Critical Thinking information was not collected for this profile.

Job Task Planning and Organizing

Plastics processing machine operators perform repetitive tasks, operating and maintaining machines and packaging products. The order and priority of job tasks are usually determined by supervisors who create the production schedules. Operators have some flexibility in determining the order of tasks, provided that deadlines are met. They co-ordinate their tasks with co-workers, such as those who produce the raw materials for the machines. Machine malfunctions, rush jobs or line breaks may interrupt the flow of work and lead to operators adjusting their priorities, in conjunction with their supervisors. Operators must organize their tasks effectively to respond to several needs at the same time.

Significant Use of Memory
  • Remember the sequence of steps in machine setup when changing production runs.
  • Remember how fast individual machines run and at what temperature.
  • Remember troubleshooting procedures for solving problems with machines.
Finding Information
  • Consult machine manufacturers to find out how to program changes on computerized machinery. (1)
  • Refer to specification sheets to learn about materials, part sizes and tolerances for parts produced on machines. (1)
  • Consult production schedules to obtain information on which machines will be used to produce different products. (2)
  • Refer to machine manuals to troubleshoot or set up machines for new products. (2)
Digital technology
  • They may use computer controls to adjust settings on computerized machinery. (1)
Additional informationOther Essential Skills:

Working with Others

Plastics processing machine operators mainly work independently.
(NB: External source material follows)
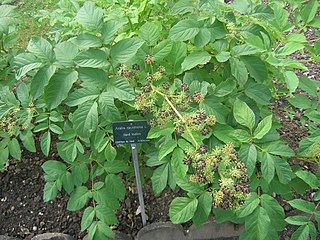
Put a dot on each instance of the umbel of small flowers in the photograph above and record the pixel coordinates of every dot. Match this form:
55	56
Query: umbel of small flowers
221	170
They may work with a partner when doing preventive maintenance on machines or lifting materials and moulds. Although they all have their individual jobs, they form a team with other members of their shift.

Continuous Learning

Plastics processing machine operators continue to learn. They take first aid training and other safety related courses. They learn about new machinery and production procedures on the job through interaction with co-workers and supervisors.